To: Daniel Ray who wrote (25721)8/30/1998 5:58:00 PM
From: Bill Green  Read Replies (2) | Respond to of 94695
 
An article from the UK Times

Markets are not in crisis
yet, says Anatole
Kaletsky

Don't cry wolf at the bear

The moral of the story about the boy who cried wolf was not
just that little boys should desist from raising false alarms. It
was also that a wolf did finally come out of the forest and eat
the boy.

The prosperity which has been enjoyed, at least in America
and Britain, since the early 1990s has suffered plenty of
setbacks, triggered by shocks that have ranged from the
bankruptcy and collapse of entire Asian nations to worries
about the euro and sex scandals in Washington. Each time
economists and investment analysts have cried "wolf", noting
the parallels between the present period and the great bull
markets that preceded the World Depression of the 1930s.
But these prophecies of doom have consistently been proved
wrong.

The question now, as traders and investors take a two-day
breather after another week of carnage in financial markets,
is whether the happy experience of previous stock market
setbacks will be repeated. The most honest answer is that
nobody knows. The world's most important financial prices -
above all, the New York and Tokyo stock market averages
- are poised on a knife edge. Small movements in either
direction could multiply quickly into huge losses or gains.

If Wall Street falls by a further 5 per cent or so, the selling is
likely to snowball, pushing share prices in America, Britain
and Europe at least 30 per cent below last month's peaks.
Even such losses, which would wipe out all the gains made
since early 1997, would constitute only a very modest bear
market by historic standards. Yet such a setback, which
would also hit property prices in financial centres such as
London and New York, could certainly damage consumer
confidence and economic growth. Of course, if the bear
market turned into something much fiercer - with losses
comparable to the 70 per cent suffered since 1990 by
investors in Japan - the impact would be much more severe.

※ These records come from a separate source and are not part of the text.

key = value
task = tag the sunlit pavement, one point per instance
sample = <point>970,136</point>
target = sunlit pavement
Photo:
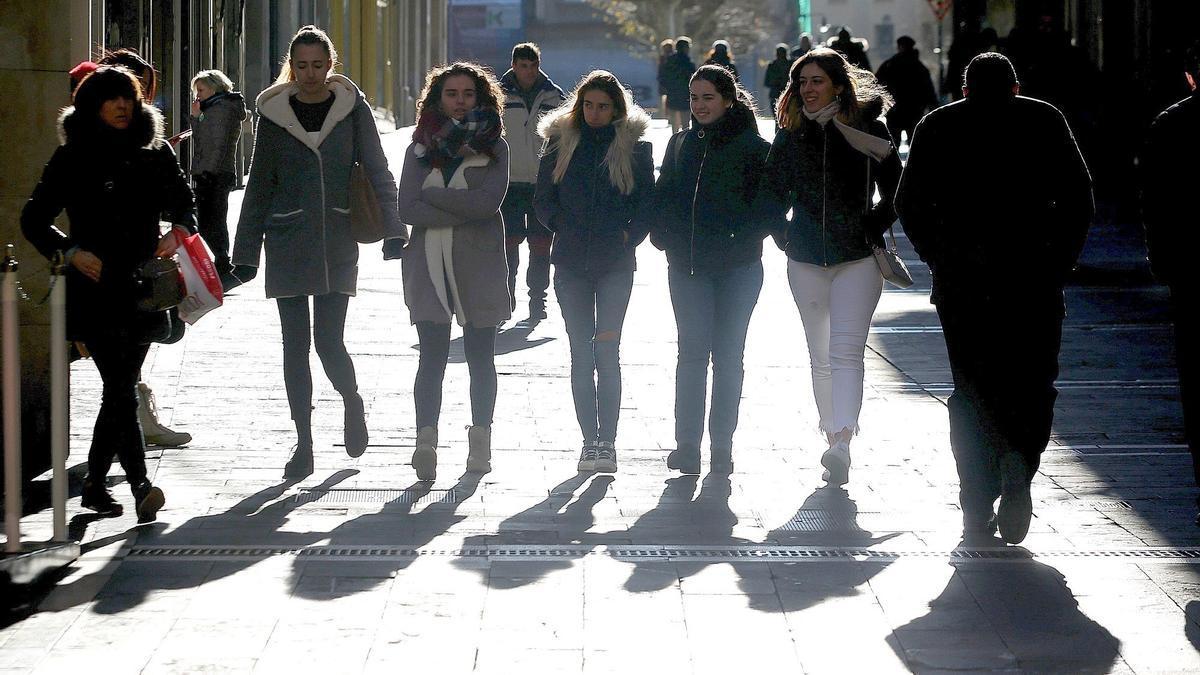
<point>534,568</point>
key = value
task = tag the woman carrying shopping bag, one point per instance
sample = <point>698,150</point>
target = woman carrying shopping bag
<point>115,177</point>
<point>595,191</point>
<point>831,155</point>
<point>713,240</point>
<point>312,125</point>
<point>455,175</point>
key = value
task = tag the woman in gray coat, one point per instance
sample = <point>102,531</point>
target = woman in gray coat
<point>297,205</point>
<point>455,175</point>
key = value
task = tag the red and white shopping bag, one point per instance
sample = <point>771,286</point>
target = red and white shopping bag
<point>201,278</point>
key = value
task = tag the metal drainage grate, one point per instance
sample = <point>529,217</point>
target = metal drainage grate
<point>653,553</point>
<point>369,496</point>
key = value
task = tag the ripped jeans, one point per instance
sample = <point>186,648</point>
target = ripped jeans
<point>594,311</point>
<point>837,304</point>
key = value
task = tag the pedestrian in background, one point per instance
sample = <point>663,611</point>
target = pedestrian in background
<point>217,113</point>
<point>529,94</point>
<point>115,177</point>
<point>775,79</point>
<point>676,76</point>
<point>720,55</point>
<point>595,191</point>
<point>155,432</point>
<point>665,49</point>
<point>831,155</point>
<point>1169,178</point>
<point>455,174</point>
<point>988,175</point>
<point>713,239</point>
<point>313,125</point>
<point>911,85</point>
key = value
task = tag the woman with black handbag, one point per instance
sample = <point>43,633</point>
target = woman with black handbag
<point>831,155</point>
<point>313,125</point>
<point>115,177</point>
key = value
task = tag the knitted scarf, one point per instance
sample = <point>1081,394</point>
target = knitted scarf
<point>441,138</point>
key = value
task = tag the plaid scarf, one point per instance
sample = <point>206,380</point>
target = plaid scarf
<point>441,138</point>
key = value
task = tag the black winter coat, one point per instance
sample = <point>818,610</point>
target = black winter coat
<point>829,186</point>
<point>115,187</point>
<point>994,186</point>
<point>706,196</point>
<point>595,227</point>
<point>1170,173</point>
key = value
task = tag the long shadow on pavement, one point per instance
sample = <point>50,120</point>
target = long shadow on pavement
<point>1007,616</point>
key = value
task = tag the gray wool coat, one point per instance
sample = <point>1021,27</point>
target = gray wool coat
<point>469,221</point>
<point>297,202</point>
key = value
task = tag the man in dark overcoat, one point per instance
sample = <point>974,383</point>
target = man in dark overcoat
<point>997,199</point>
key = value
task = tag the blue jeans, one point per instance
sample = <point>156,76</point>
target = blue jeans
<point>713,314</point>
<point>594,311</point>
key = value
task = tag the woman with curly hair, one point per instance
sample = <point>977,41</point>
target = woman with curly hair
<point>595,187</point>
<point>831,155</point>
<point>455,175</point>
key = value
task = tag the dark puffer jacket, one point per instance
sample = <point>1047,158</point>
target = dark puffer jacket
<point>595,227</point>
<point>829,187</point>
<point>706,195</point>
<point>115,186</point>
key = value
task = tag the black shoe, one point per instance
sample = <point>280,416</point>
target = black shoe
<point>721,460</point>
<point>149,500</point>
<point>97,499</point>
<point>300,465</point>
<point>684,460</point>
<point>355,430</point>
<point>1015,503</point>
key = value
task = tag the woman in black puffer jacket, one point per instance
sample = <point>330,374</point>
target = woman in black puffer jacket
<point>831,155</point>
<point>706,191</point>
<point>117,178</point>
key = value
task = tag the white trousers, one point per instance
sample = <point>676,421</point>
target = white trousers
<point>837,304</point>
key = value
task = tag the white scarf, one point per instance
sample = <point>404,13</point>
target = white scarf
<point>865,143</point>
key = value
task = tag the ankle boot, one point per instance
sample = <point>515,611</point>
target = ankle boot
<point>425,457</point>
<point>479,455</point>
<point>355,426</point>
<point>148,414</point>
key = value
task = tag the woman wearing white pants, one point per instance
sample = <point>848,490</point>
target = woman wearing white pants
<point>829,156</point>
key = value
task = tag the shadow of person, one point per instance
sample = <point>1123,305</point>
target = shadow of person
<point>1006,616</point>
<point>562,518</point>
<point>256,519</point>
<point>395,524</point>
<point>826,518</point>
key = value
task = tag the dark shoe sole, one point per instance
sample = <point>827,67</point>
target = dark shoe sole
<point>149,505</point>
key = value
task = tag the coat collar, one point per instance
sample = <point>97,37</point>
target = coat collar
<point>273,103</point>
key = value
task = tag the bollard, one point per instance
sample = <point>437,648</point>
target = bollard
<point>11,390</point>
<point>59,419</point>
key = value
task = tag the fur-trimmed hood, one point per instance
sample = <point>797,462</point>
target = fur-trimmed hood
<point>147,130</point>
<point>563,136</point>
<point>273,103</point>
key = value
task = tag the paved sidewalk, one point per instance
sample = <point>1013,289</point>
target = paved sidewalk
<point>535,568</point>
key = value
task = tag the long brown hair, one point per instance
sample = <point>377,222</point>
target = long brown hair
<point>307,35</point>
<point>487,89</point>
<point>859,89</point>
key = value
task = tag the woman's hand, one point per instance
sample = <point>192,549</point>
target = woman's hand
<point>88,264</point>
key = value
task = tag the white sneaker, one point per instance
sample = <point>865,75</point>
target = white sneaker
<point>587,458</point>
<point>837,463</point>
<point>606,458</point>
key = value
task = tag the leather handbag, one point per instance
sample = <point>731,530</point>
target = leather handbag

Yet the balance of economic analysis and experience still
points to a reasonably benign conclusion to this week's
events. The fundamental reason for the setback in the
markets is unconvincing, since Russia's bankruptcy will have
only a minor impact on world financial institutions. Even in
the unlikely event that the new Russian Government adopts a
more aggressive stance, additional military spending may not
be harmful in economic terms.

More fundamentally, because of the absence of inflation and
by applying the principles of Keynesian economics that were
simply not known in the 1930s, governments and central
banks would be freer today than they have been for
generations to support their economies with lower interest
rates and taxes. So it is unlikely that this setback will trigger a
recession or even mark the start of the long-awaited bear
market. Provided Wall Street can stabilise in the next day or
two, prices will probably recover. A bear market and
recession will eventually happen, but they are less likely to be
triggered by events in Asia and Russia than by domestic
inflationary setbacks that Western authorities fail to recognise
or cannot offset with lower interest rates.

There is a final reason for optimism in the sheer perversity of
financial expectations. The analysts and pundits are very
unlikely to be shouting "wolf" in a deafening chorus when the
real wolf finally slinks out of the woods.